Há muito tempo o povo mineiro sonha com um veículo de comunicação comprometido com uma visão popular de Minas, do Brasil e do Mundo. Um veículo de comunicação que esteja a serviço da transformação da realidade de desigualdade e exclusão. Que atenda aos ideais de democracia, pluralidade e diversidade na cobertura dos fatos.

Um jornal bonito, moderno e acessível a toda sociedade, mas principalmente à população trabalhadora, formadores de opinião e aos mais pobres.

Essa iniciativa requer ousadia e coragem. Ousadia porque queremos fazer um jornal de qualidade, com bons repórteres, bons artigos, que seja atraente e interessante ao conjunto da população. Coragem porque precisamos ter autonomia suficiente para não nos sujeitarmos à lógica de mercado, que tenderia a deturpar o projeto.

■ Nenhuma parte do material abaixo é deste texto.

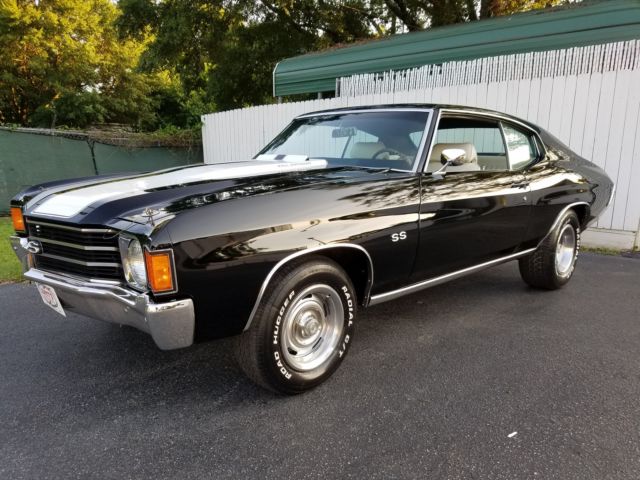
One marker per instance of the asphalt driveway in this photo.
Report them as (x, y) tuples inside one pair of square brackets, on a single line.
[(435, 386)]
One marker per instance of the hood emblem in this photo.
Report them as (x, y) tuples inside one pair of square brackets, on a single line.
[(35, 247)]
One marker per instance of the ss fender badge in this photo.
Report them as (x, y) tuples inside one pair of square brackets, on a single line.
[(396, 237)]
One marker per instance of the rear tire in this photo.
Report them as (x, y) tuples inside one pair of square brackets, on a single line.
[(552, 264), (302, 329)]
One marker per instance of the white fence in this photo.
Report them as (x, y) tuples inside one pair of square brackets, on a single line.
[(588, 97)]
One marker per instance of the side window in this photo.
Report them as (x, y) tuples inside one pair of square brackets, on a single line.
[(521, 147), (481, 140)]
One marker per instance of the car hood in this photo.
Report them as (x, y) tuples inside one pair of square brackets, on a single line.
[(158, 194)]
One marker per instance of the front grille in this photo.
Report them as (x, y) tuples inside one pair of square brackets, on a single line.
[(85, 251)]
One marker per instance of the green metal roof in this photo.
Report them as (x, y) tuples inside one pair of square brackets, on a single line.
[(549, 29)]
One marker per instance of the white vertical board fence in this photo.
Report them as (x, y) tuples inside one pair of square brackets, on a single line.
[(588, 97)]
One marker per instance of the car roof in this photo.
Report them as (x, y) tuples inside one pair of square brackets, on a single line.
[(425, 106)]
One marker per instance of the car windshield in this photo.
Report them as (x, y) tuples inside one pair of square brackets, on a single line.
[(389, 139)]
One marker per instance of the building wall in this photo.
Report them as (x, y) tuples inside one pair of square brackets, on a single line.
[(28, 158), (589, 98)]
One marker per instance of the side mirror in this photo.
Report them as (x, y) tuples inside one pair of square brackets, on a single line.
[(453, 156)]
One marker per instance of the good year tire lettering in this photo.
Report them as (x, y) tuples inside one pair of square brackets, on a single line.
[(283, 370)]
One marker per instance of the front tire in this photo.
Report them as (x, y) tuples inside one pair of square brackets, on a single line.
[(302, 329), (552, 264)]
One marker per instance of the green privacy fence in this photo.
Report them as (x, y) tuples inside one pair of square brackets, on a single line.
[(29, 157)]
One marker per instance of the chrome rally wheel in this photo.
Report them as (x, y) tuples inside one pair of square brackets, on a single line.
[(302, 329), (566, 249), (312, 328), (552, 264)]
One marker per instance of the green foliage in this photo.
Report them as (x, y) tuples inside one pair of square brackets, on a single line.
[(63, 64), (10, 270), (153, 64)]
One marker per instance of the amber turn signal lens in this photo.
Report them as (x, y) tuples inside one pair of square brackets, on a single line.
[(159, 271), (17, 219)]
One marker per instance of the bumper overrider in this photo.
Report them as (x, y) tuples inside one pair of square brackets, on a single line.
[(171, 324)]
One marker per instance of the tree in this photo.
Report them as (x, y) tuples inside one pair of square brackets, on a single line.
[(62, 63)]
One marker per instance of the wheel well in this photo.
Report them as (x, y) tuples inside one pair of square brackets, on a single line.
[(583, 214), (357, 266)]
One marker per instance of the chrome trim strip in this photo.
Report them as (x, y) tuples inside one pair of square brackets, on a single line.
[(423, 142), (75, 245), (364, 110), (300, 253), (392, 295), (74, 229), (433, 140), (80, 262)]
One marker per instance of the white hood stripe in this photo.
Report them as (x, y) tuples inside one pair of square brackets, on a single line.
[(70, 203)]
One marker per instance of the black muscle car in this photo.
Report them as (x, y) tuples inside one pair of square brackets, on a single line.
[(344, 209)]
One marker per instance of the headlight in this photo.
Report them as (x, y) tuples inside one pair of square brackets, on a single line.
[(133, 265)]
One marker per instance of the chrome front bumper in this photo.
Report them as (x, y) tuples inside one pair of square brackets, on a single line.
[(170, 324)]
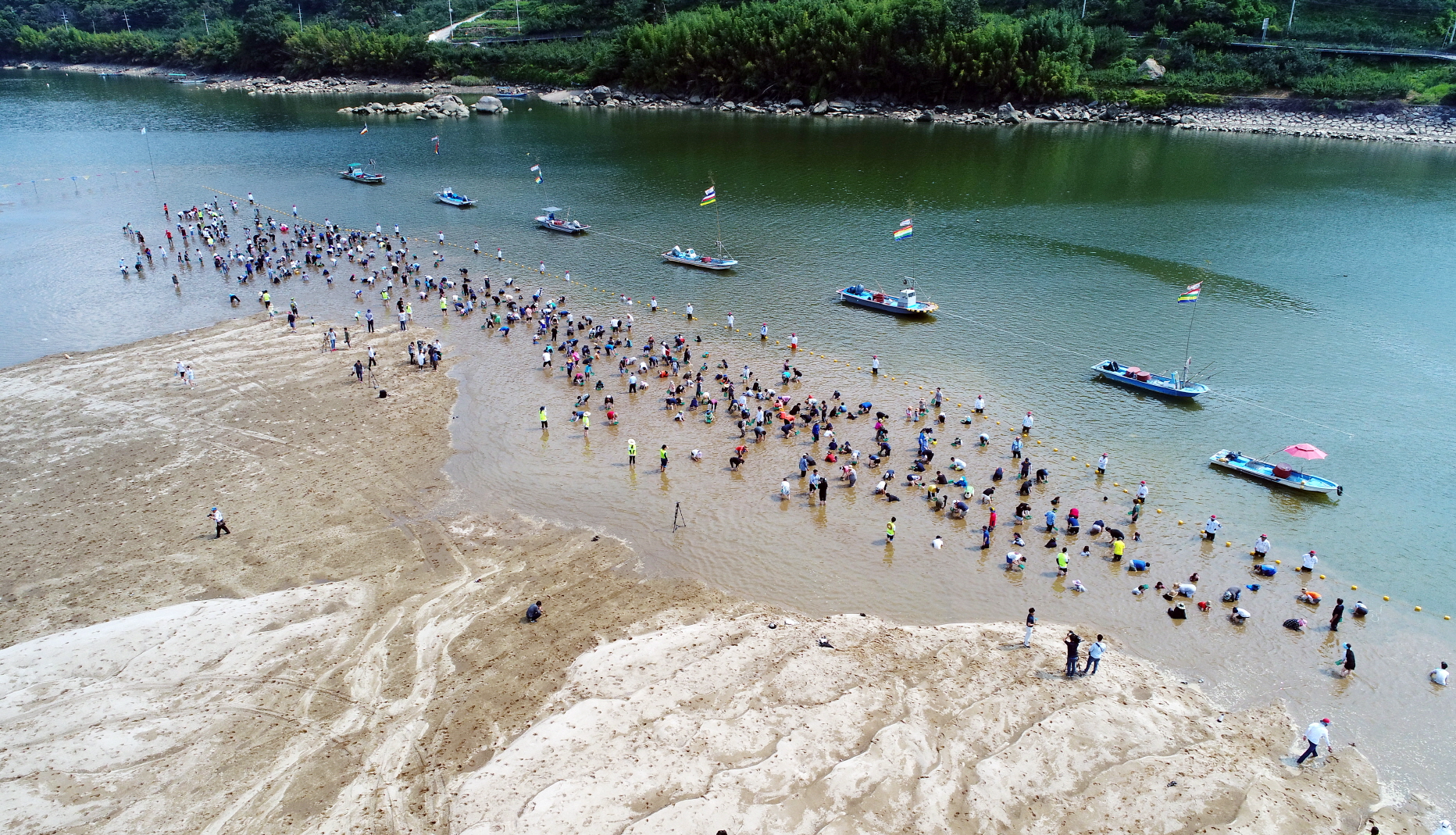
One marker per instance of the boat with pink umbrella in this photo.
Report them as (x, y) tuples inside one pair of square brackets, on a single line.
[(1277, 473)]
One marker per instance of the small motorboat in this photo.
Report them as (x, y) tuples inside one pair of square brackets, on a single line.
[(357, 173), (691, 259), (449, 195), (1276, 473), (901, 305), (549, 220), (1168, 385)]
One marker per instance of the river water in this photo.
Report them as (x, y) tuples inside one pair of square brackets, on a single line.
[(1324, 318)]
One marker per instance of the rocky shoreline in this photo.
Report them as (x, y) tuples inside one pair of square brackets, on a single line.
[(1383, 121)]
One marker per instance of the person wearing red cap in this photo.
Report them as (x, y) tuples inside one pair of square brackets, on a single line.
[(1314, 735)]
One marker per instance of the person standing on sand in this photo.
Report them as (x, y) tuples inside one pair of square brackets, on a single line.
[(1314, 735), (1095, 653)]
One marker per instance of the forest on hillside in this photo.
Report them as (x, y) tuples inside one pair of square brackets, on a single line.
[(898, 50)]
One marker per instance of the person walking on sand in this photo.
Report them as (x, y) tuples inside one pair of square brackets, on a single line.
[(1073, 641), (1095, 653), (1315, 735)]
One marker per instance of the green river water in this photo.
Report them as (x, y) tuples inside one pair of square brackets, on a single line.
[(1324, 318)]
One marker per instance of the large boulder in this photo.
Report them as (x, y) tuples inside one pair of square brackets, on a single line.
[(1151, 69)]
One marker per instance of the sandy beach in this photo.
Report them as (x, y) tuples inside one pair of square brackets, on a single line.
[(348, 661)]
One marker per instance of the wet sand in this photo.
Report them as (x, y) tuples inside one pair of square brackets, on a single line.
[(347, 661)]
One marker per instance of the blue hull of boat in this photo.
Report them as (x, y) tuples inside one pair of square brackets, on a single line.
[(1156, 384), (1264, 471), (920, 309)]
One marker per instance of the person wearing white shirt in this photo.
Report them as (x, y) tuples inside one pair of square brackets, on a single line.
[(1314, 735), (1094, 656)]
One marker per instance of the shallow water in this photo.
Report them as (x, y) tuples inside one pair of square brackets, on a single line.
[(1047, 248)]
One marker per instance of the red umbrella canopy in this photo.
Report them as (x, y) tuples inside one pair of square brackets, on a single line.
[(1305, 451)]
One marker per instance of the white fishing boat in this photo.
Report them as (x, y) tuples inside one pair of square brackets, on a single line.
[(567, 227), (450, 197)]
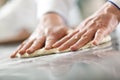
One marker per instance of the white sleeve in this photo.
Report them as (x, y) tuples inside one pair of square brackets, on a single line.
[(116, 3), (62, 7)]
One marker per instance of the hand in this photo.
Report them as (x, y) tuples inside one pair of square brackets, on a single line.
[(51, 29), (94, 29)]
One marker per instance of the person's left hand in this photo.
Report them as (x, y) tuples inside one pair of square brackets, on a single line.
[(94, 29)]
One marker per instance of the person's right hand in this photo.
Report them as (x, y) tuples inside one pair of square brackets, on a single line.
[(51, 29)]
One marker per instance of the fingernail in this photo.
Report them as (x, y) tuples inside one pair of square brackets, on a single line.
[(73, 48), (12, 56)]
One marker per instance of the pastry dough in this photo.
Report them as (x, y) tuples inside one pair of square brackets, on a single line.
[(42, 51)]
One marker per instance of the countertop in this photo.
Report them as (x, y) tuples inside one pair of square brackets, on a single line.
[(99, 63)]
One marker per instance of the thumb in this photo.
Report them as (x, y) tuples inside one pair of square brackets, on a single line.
[(99, 35), (50, 40)]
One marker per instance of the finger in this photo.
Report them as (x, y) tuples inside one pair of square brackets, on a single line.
[(19, 47), (87, 37), (63, 40), (49, 42), (25, 47), (71, 41), (98, 37), (38, 43)]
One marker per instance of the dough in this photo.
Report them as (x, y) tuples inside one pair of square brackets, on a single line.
[(42, 51)]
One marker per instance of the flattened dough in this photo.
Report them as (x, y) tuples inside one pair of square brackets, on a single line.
[(42, 51)]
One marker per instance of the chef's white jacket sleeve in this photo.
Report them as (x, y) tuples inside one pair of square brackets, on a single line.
[(115, 2), (61, 7)]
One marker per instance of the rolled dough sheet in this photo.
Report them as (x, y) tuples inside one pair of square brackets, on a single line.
[(42, 51)]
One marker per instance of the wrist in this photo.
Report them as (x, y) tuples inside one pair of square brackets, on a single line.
[(49, 20), (112, 9)]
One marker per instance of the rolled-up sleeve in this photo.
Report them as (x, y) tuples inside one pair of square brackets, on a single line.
[(62, 7)]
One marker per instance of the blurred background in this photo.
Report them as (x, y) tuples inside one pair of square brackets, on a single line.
[(18, 19)]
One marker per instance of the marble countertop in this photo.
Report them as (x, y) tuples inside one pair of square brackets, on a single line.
[(91, 64)]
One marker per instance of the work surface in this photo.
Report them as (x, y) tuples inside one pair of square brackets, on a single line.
[(101, 63)]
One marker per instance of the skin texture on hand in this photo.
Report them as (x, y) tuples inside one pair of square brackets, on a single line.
[(50, 29), (93, 29)]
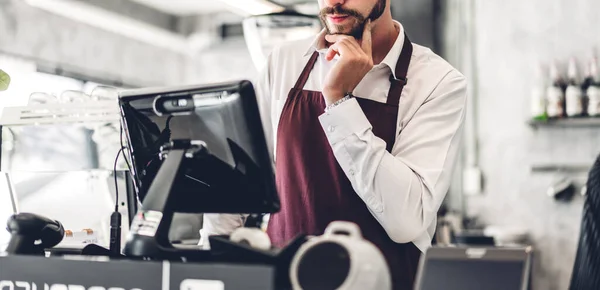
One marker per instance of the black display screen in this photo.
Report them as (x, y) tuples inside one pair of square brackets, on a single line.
[(473, 275)]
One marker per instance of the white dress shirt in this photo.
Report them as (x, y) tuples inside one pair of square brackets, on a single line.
[(403, 189)]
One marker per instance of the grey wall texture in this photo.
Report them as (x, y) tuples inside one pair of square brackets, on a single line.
[(37, 34), (512, 37)]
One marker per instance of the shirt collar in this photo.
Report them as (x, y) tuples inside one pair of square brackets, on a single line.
[(391, 59)]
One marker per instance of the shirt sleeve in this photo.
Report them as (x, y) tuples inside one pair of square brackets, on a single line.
[(403, 189), (224, 224)]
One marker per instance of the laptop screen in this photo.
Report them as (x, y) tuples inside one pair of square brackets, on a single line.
[(454, 271)]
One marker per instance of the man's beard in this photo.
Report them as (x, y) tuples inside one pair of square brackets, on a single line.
[(359, 26)]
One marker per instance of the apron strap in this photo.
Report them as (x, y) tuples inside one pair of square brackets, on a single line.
[(398, 83), (306, 72)]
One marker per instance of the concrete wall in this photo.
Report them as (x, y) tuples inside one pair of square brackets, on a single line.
[(37, 34), (511, 37)]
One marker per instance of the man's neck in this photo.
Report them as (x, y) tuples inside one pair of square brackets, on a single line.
[(384, 35)]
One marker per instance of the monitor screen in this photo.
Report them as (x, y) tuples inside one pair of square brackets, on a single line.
[(236, 175), (473, 275), (455, 269), (8, 207)]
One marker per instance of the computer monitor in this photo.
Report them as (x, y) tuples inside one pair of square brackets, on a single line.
[(474, 269), (8, 207), (235, 177)]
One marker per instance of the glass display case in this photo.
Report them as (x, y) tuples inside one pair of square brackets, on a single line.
[(60, 159)]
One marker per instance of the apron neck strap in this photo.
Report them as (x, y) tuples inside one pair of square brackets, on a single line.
[(398, 82), (306, 72)]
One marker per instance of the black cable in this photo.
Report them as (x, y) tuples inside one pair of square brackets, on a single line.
[(124, 148), (115, 176), (115, 217)]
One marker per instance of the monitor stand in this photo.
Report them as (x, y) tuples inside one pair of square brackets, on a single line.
[(149, 234)]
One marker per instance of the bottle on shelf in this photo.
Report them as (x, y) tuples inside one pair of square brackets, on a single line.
[(593, 91), (538, 95), (555, 96), (573, 94)]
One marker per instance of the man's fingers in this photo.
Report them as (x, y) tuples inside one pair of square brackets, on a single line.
[(337, 37), (331, 52), (342, 48), (367, 44)]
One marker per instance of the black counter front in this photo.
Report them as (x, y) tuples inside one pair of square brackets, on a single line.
[(27, 272)]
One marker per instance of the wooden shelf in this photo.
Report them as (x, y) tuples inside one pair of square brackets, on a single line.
[(565, 168), (567, 123)]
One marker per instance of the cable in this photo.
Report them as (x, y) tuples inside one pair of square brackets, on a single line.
[(123, 147), (115, 217), (116, 184)]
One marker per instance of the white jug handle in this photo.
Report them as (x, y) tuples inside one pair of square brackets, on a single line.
[(343, 228)]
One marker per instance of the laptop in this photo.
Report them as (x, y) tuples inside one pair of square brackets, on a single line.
[(463, 268)]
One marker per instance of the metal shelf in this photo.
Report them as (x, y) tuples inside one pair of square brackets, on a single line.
[(567, 123)]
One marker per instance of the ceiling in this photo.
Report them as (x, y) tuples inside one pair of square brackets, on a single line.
[(185, 7), (195, 7)]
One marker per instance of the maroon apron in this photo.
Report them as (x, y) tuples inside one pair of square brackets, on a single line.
[(313, 188)]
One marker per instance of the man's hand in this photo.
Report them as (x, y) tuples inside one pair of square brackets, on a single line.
[(355, 61)]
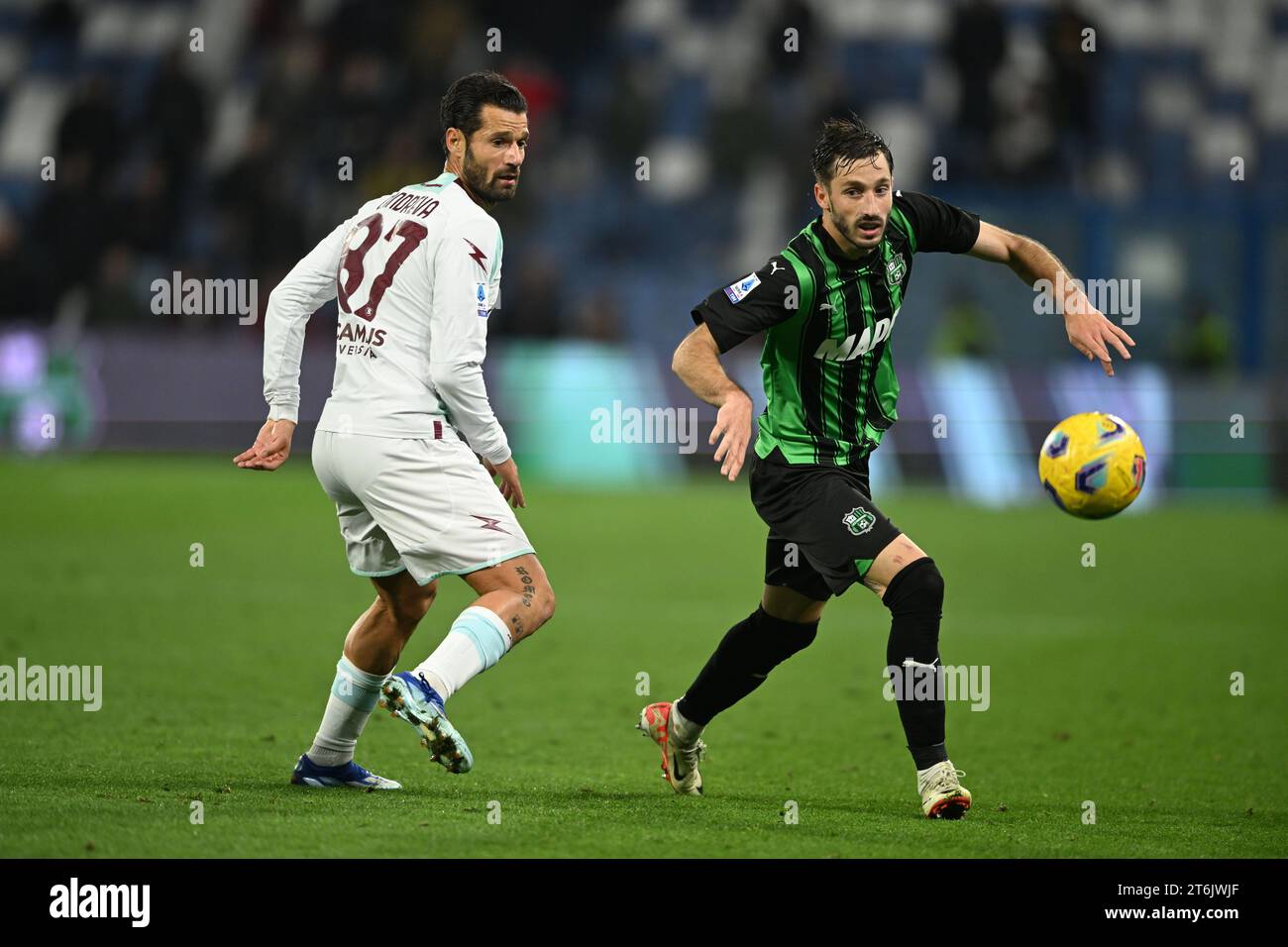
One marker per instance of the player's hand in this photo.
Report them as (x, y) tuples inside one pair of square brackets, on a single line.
[(733, 423), (1091, 334), (270, 449), (510, 487)]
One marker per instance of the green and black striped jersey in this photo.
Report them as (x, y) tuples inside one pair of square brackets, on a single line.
[(829, 380)]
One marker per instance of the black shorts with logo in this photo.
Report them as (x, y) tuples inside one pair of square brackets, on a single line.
[(824, 531)]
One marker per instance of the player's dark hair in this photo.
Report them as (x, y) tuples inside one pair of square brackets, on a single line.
[(842, 142), (463, 105)]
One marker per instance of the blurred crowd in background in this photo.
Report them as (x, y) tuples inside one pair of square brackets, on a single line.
[(224, 162)]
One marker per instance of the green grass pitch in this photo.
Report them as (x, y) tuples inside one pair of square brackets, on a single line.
[(1109, 684)]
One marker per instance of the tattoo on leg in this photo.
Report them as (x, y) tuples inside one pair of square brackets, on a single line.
[(528, 587)]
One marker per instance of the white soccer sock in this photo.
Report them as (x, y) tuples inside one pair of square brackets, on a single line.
[(476, 642), (353, 696)]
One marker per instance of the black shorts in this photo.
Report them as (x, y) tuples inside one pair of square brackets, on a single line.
[(824, 531)]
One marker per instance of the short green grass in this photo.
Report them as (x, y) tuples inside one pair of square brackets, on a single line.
[(1109, 684)]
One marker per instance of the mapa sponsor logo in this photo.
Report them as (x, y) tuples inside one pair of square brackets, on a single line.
[(75, 899), (854, 346)]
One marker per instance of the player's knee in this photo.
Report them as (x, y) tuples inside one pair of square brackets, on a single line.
[(544, 604), (407, 605), (773, 641), (918, 586)]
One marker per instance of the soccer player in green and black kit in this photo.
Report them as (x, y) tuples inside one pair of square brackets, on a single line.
[(828, 304)]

As condições foram criadas. E temos a alegria de, a partir de maio, colocar nas ruas, gratuitamente, o Brasil de Fato – Minas Gerais. Sem dúvida, um grito de liberdade.

A população mineira e aos seus mais belos sonhos dedicamos as edições desse jornal.

E convidamos a cada um e cada uma a se somar conosco para viabilização desse grande instrumento de transformação e compromisso com o povo.